All interesting characters have flaws, they are like you and me. We’ve been raised with a false belief: We mistakenly believe that criticism leads to failure. From the time we get to school, we’re taught that being noticed is almost always bad.
Change your false belief with a new story. Every hero makes mistakes, but this doesn't prevent her of being active in following her dreams and goals.
#2. Be Authentic
With the growing emergence of social media and social profiles, having a strong online image is paramount to increasing sales and pushing your business to new heights.
People want to know who they are doing business with, which is why having a personal brand is so important, but you also need to make sure that you do it right.
The last thing you want to do is have customers turned away because you have built your personal brand in all the wrong ways.
When it comes to building your personal brand, it really is about truth and authenticity.
Stories that work
To be successful, each and every story in your Personal Story Brand must demonstrate two things:
authenticity and purpose.
Like for example my purpose is to help companies transform their customers' lives by using the power of creative business storytelling.
#3. Learn from Your Mistakes
In order to create a MEANINGFUL Personal BRAND you have to grow and learn constantly.
Havas Media defines meaningful brands as those that inspire the thought "This brand improves my life".
This sense of enhancement envelops both the consumer and the brand in an aura of well-being.
While the two are correlated, a person’s sense of well-being versus ill-being depends on the moral emotions moved by the values of right/wrong, fair/unfair, loyalty/betrayal, and justice/injustice at play in his life.
If you don't make mistakes there is something wrong, either you are not honest or you're not active.
Sharing flaws is critical to gaining rapport. No one cares about Superman until we introduce kryptonite.
He’s an uninteresting character until he has flaws and weaknesses, and the same is true of any hero. Sometimes it’s scary to share these flaws in your stories, but they are the key to building rapport.
Everyone is flawed in their own interesting and individual ways. Our flaws make us who we are, helping to define our character. But our flaws also impair our ability to control the world. They harm us. The problem is, in fiction and in life, changing who we are is hard.
Correcting our flaws means, first of all, managing the task of actually seeing them. When challenged, we often respond by refusing to accept our flaws exist at all. People accuse us of being ‘in denial’. Of course we are: we literally can’t see them. When we can see them, they all too often appear not as flaws at all, but as virtues. The mythologist Joseph Campbell identified a common plot moment in which protagonists ‘refuse the call’ of the story.

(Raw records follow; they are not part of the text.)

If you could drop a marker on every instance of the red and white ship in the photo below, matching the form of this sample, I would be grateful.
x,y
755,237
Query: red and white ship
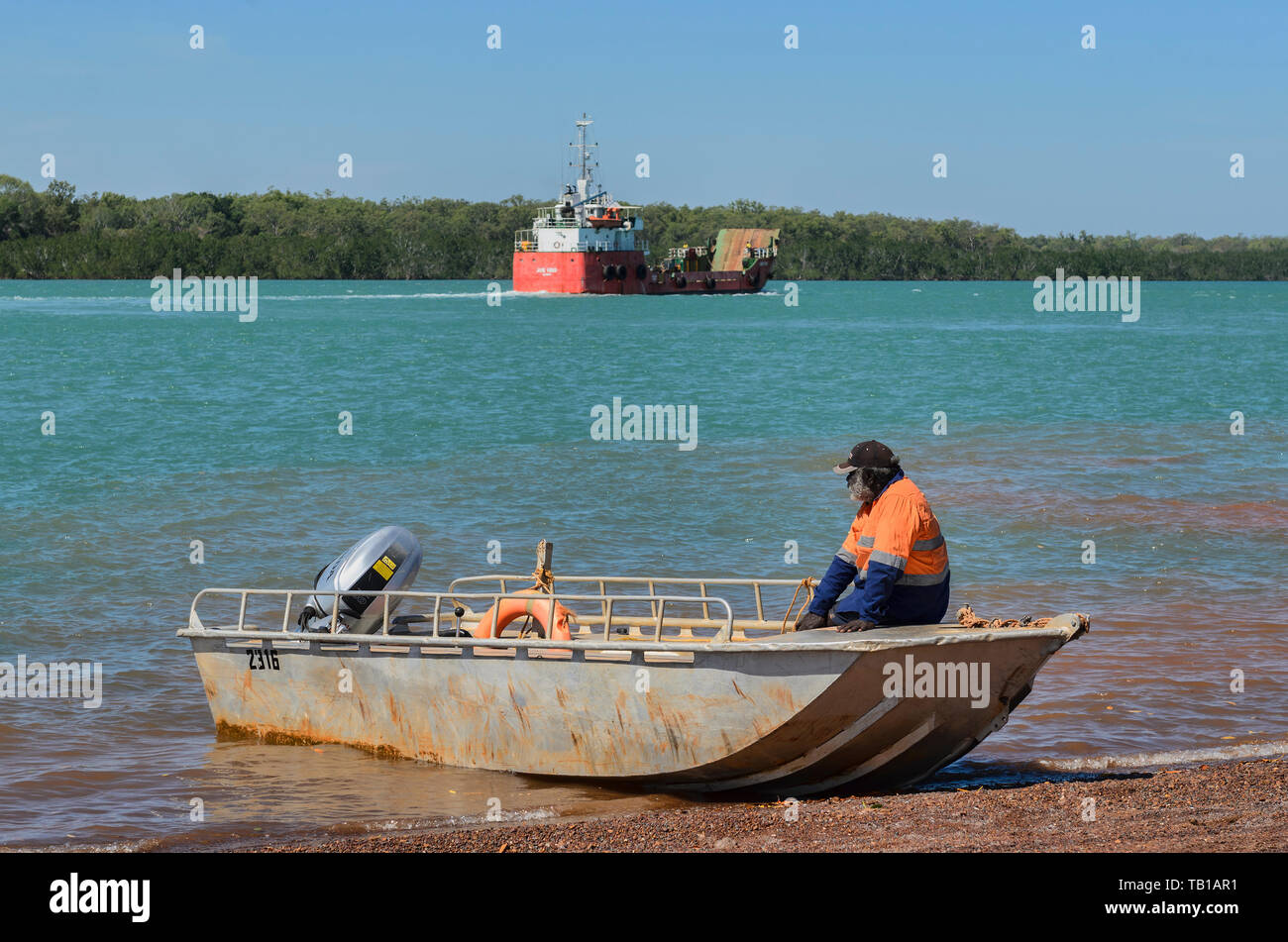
x,y
589,244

This is often why. Identifying and accepting our flaws, and then changing who we are, means breaking down the very structure of our reality before rebuilding it in a new and improved form. This is not easy. It’s painful and disturbing. We’ll often fight with all we have to resist this kind of profound change. This is why we call those who manage it ‘heroes’.
Conclusion
By sharing your authentic personal brand story with your customers you will become a hero who through constant action/reaction, mistakes and learning, will change and transform until the final realization of who you really are.
This constant chain of action/reaction will provide your customers with infinite new information about who you are, your brand, your values and your mission and purpose.
How many brands have this kind of leaders now?
Not so many, because those who have are extremely successful well known to the general public.